When a Data Center Disaster Strikes

When a Data Center Disaster Strikes


when-a-data-center-disaster-strikes Having a disaster recovery plan to deal with an unexpected IT infrastructure calamity is a significant focus in the data center industry, but what constitutes a data center disaster? Which major organizations have suffered these disasters? What is the potential for financial damage if a data center disaster occurs? How do we mitigate the damage when they do occur?

We asked these questions and more as part of our series of interviews on data center topics with Jeff Gilmer of Excipio Consulting. Additionally, Jeff will help define the differences between disaster recovery, business continuity, and emergency management.
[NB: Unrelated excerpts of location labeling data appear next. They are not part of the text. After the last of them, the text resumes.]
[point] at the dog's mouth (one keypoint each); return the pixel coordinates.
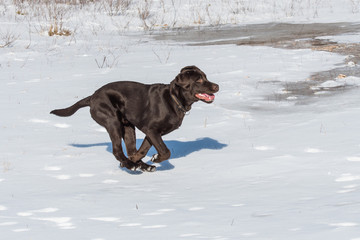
(206, 97)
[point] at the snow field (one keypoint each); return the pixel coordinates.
(248, 166)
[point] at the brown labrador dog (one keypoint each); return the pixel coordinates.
(154, 109)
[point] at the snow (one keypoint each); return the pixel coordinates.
(251, 165)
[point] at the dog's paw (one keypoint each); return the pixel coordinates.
(155, 158)
(129, 165)
(146, 167)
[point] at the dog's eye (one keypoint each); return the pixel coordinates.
(200, 80)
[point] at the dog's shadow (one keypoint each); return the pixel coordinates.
(178, 149)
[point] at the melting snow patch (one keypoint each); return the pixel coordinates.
(312, 150)
(62, 125)
(344, 224)
(353, 159)
(106, 219)
(2, 208)
(263, 148)
(154, 226)
(347, 178)
(130, 224)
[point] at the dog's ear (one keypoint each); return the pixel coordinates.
(190, 68)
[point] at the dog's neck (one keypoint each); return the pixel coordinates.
(177, 96)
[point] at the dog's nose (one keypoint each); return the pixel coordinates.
(215, 87)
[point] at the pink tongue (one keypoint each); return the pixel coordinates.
(206, 97)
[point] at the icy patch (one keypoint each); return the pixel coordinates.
(84, 175)
(3, 208)
(110, 181)
(52, 168)
(130, 224)
(190, 235)
(238, 205)
(344, 224)
(106, 219)
(154, 226)
(36, 120)
(152, 214)
(346, 191)
(347, 178)
(340, 81)
(196, 208)
(353, 159)
(33, 81)
(263, 148)
(24, 214)
(312, 150)
(62, 125)
(62, 177)
(8, 223)
(46, 210)
(21, 230)
(61, 222)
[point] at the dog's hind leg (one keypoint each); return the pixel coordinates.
(130, 143)
(114, 128)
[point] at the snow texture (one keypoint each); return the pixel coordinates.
(247, 166)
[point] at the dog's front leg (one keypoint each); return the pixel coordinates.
(163, 152)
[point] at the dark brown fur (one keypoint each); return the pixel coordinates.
(155, 109)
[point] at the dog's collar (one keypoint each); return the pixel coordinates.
(180, 106)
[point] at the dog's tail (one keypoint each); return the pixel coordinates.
(65, 112)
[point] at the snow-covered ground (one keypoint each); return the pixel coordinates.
(252, 165)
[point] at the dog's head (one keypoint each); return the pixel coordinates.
(196, 86)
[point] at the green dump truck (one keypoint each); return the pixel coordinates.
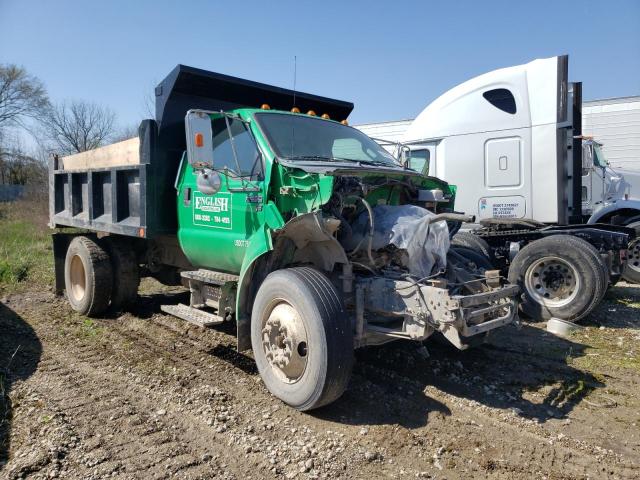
(299, 228)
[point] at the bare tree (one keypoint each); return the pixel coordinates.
(78, 126)
(21, 95)
(125, 133)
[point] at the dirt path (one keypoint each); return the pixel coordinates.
(145, 395)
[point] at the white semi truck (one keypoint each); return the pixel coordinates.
(511, 140)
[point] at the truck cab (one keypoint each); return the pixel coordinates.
(302, 230)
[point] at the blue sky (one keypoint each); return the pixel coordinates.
(390, 58)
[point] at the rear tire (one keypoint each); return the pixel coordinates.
(560, 276)
(301, 337)
(126, 276)
(631, 271)
(88, 277)
(473, 242)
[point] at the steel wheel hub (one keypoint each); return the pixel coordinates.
(284, 340)
(78, 278)
(552, 281)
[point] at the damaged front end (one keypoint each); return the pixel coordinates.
(387, 309)
(390, 255)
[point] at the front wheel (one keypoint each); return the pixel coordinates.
(301, 337)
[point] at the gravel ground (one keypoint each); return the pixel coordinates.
(145, 395)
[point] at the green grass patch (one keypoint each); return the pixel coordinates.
(25, 246)
(89, 328)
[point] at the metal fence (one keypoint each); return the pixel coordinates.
(9, 193)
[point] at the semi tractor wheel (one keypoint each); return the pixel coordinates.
(301, 337)
(560, 276)
(469, 240)
(631, 272)
(126, 275)
(88, 277)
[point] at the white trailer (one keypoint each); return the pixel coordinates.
(511, 141)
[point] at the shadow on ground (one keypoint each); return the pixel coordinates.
(20, 351)
(524, 370)
(389, 382)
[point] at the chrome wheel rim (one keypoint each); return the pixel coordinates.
(284, 340)
(552, 281)
(78, 278)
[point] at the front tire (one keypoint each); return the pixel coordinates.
(301, 337)
(88, 277)
(560, 276)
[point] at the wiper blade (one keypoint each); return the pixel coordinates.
(321, 158)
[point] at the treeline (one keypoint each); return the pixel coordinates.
(32, 127)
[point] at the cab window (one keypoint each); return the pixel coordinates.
(419, 160)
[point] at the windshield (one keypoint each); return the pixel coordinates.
(298, 137)
(598, 157)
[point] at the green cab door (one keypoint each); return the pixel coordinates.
(214, 229)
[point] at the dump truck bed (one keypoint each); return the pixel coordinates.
(127, 188)
(109, 189)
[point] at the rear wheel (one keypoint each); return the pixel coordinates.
(301, 338)
(88, 276)
(631, 272)
(560, 276)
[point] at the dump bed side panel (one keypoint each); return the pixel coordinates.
(108, 189)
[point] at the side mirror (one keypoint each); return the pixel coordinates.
(199, 139)
(405, 156)
(587, 157)
(208, 181)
As Jeff shares his experience in preparing dozens of enterprises and government agencies for data center disasters you’ll have a better understanding as to what preparations are required to enable your organization to bounce back quickly when disaster strikes.

The audio of this interview can be listened in the player above and the full transcript of the discussion is below.


Kevin O’Neill, Data Center Spotlight: This is Kevin O’Neill with Data Center Spotlight, and we are here today with Jeff Gilmer, senior partner at Excipio Consulting. This is part of our continuing series of discussions with Jeff about various issues in the data center, cloud computing, and overall IT infrastructure world. Jeff, good to be with you again today.

Jeff Gilmer, Excipio Consulting: Yes, thank you, Kevin, good morning.

Data Center Spotlight: Jeff, today’s topic, will your data center emergency go as planned? Now, Jeff, we talk about disaster recovery, which is DR, quite a bit in the data center world. Now, I’ve got a simple question for you. What constitutes a data center disaster?

Jeff Gilmer: Well, that’s always an interesting question, Kevin. We get asked that frequently, there’s a wide range of things that make up a disaster. People always think of oh, it’s a major issue where we’ve got a hurricane, or we’ve got an earthquake, or we’ve got a tornado, or a fire, or something that completely destroys the data center, but in reality, the most common disasters within the data center are really more single applications, or single services that have been lost, whether it’s something through cyberattacks that we see today, whether it’s through equipment failures, whether it’s just a pure lack of ability to recover, they do a patch or an upgrade, and they can’t go back to a version, or they can’t reinstitute what they had prior, and actually the most common one is human error, making an error within the data center, patching, upgrading, making a migration, updating the network connectivity, any of those issues can cause a disaster within the data center itself.

Data Center Spotlight: Well, we know a lot of people do have problems in their data center, and I guess some level of disaster is tough to avoid in the data center world, and I know you’re not someone who’s looking to kick a company or organization when they’re down, Jeff, but do you have any recent examples of the impact to an organization from a data center disaster?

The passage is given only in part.